Chaos Strikes Back contains examples of:
- Guide Dang It!: Chaos Strikes Back is much less straightforward than the original game.
- Mutually Exclusive Party Members: In the prison, two party members require finding an illusionary wall, and they are mutually exclusive. Additionally, picking one of the undead themed characters will prevent you from selecting one of these secret characters (but vice-versa isn't the case.)
- Old Save Bonus: You can import your party from the original game.
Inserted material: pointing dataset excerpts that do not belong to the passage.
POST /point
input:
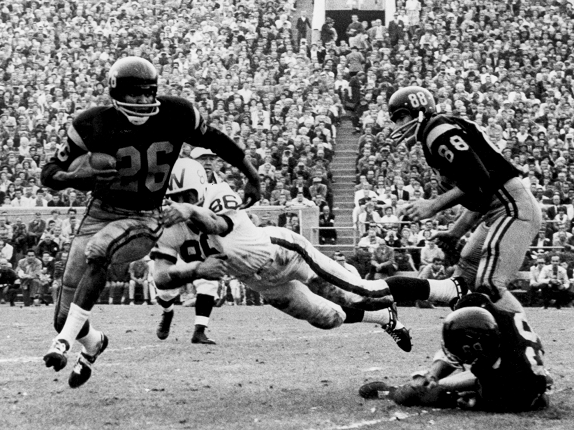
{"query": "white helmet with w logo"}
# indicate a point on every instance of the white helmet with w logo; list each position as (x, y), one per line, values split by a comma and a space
(188, 174)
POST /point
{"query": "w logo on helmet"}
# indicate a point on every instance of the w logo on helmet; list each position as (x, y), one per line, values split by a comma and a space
(175, 181)
(188, 174)
(113, 79)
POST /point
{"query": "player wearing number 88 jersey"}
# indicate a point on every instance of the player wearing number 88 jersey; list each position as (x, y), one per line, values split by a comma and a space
(281, 265)
(501, 209)
(145, 133)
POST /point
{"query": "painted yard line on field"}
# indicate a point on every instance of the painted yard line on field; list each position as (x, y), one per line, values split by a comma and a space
(19, 360)
(359, 424)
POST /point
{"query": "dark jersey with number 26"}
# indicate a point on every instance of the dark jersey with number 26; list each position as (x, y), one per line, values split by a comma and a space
(464, 155)
(145, 154)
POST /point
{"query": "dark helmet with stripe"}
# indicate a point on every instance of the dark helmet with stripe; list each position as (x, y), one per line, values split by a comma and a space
(134, 76)
(418, 103)
(471, 334)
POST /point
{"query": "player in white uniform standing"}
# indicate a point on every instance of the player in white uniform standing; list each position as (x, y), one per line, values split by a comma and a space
(186, 244)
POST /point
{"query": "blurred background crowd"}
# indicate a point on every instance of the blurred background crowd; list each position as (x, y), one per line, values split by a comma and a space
(259, 72)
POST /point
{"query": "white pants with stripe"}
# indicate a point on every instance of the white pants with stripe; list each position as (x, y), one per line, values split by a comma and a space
(308, 285)
(496, 249)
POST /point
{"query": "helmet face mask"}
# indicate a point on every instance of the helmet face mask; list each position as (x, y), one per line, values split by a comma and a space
(133, 88)
(471, 335)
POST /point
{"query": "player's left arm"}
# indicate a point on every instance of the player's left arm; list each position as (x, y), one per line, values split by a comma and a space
(204, 219)
(168, 275)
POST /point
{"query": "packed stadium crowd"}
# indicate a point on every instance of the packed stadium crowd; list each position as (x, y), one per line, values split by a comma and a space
(507, 66)
(260, 77)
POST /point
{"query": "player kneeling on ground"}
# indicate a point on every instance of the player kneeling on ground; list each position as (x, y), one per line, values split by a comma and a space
(491, 360)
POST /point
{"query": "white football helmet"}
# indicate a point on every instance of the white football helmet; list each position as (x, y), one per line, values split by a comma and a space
(188, 174)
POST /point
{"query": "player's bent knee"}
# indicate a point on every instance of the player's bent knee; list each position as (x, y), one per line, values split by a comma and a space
(168, 295)
(331, 322)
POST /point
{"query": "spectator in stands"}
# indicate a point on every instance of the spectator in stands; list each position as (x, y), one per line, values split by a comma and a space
(8, 286)
(361, 259)
(6, 251)
(368, 216)
(328, 232)
(430, 252)
(46, 277)
(554, 283)
(138, 271)
(535, 281)
(47, 244)
(29, 270)
(436, 271)
(339, 257)
(36, 228)
(383, 262)
(19, 238)
(371, 240)
(300, 200)
(58, 272)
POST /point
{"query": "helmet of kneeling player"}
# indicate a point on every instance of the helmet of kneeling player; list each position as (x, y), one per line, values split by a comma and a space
(133, 88)
(409, 108)
(471, 334)
(188, 181)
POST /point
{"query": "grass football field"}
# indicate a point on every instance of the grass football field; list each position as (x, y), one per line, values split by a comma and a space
(267, 371)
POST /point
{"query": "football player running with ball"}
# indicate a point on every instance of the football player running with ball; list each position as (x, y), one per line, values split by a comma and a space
(501, 209)
(144, 133)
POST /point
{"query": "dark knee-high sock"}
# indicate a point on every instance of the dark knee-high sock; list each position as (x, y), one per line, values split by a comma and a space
(167, 305)
(203, 307)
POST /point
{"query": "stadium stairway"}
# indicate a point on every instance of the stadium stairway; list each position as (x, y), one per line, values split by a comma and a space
(343, 168)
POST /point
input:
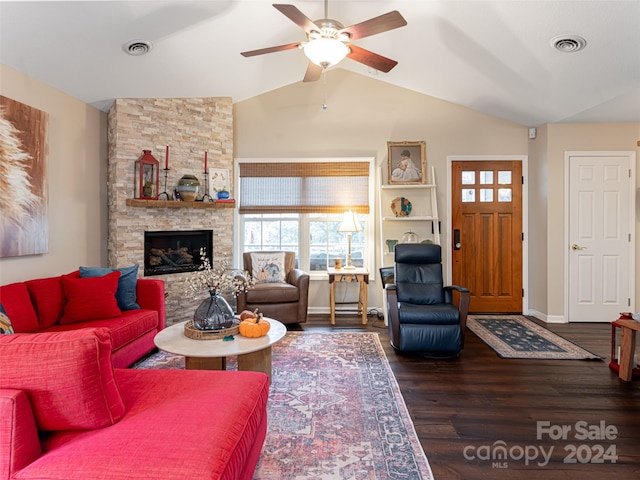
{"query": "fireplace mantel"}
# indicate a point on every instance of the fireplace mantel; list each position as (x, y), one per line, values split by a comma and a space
(135, 202)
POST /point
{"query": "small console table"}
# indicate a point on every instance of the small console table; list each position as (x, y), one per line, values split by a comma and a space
(360, 275)
(624, 363)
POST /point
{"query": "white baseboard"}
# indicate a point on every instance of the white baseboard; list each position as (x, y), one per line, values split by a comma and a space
(547, 318)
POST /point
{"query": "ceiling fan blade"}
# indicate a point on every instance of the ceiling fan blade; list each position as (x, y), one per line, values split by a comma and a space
(380, 24)
(262, 51)
(371, 59)
(296, 16)
(313, 73)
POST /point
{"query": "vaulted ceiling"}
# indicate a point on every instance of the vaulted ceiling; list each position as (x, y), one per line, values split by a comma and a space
(494, 56)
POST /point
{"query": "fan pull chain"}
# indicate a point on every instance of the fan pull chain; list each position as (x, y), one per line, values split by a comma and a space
(324, 86)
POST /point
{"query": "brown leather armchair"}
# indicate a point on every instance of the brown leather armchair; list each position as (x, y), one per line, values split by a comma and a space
(285, 301)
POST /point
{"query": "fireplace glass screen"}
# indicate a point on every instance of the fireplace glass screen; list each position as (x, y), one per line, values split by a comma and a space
(175, 251)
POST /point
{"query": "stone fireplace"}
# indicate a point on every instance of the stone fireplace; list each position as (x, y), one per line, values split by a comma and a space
(176, 251)
(190, 126)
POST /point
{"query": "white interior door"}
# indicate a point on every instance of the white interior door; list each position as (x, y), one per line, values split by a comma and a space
(601, 234)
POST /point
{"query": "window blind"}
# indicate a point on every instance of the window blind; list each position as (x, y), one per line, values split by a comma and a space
(304, 187)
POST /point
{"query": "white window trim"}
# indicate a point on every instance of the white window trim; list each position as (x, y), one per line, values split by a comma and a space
(369, 231)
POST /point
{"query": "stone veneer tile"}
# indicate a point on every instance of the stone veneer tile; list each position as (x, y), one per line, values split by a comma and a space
(189, 126)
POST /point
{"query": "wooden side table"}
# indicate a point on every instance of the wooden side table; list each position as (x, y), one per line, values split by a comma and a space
(627, 346)
(360, 275)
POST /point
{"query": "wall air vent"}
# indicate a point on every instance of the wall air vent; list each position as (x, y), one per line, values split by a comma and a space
(137, 47)
(568, 43)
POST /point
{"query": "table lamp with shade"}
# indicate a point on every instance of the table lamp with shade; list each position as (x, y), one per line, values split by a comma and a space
(349, 225)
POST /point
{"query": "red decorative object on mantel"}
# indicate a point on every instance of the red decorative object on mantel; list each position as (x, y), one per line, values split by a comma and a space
(146, 178)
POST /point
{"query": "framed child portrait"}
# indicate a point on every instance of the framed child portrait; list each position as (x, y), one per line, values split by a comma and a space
(407, 163)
Not as useful as it sounds, however, since you can quite readily complete the original game with a party that CSB's monsters will just as easily wipe the floor with.
The Legend of Skullkeep contains examples of:
- Hijacked by Ganon: This game's story appears to be completely unrelated to that of the original game, until the cinematic at the very end that reveals that Chaos is really behind it all.
- Human Popsicle: The Champions appear to be cryogenically frozen.
- Magitek: Magic-powered machines appear throughout this game.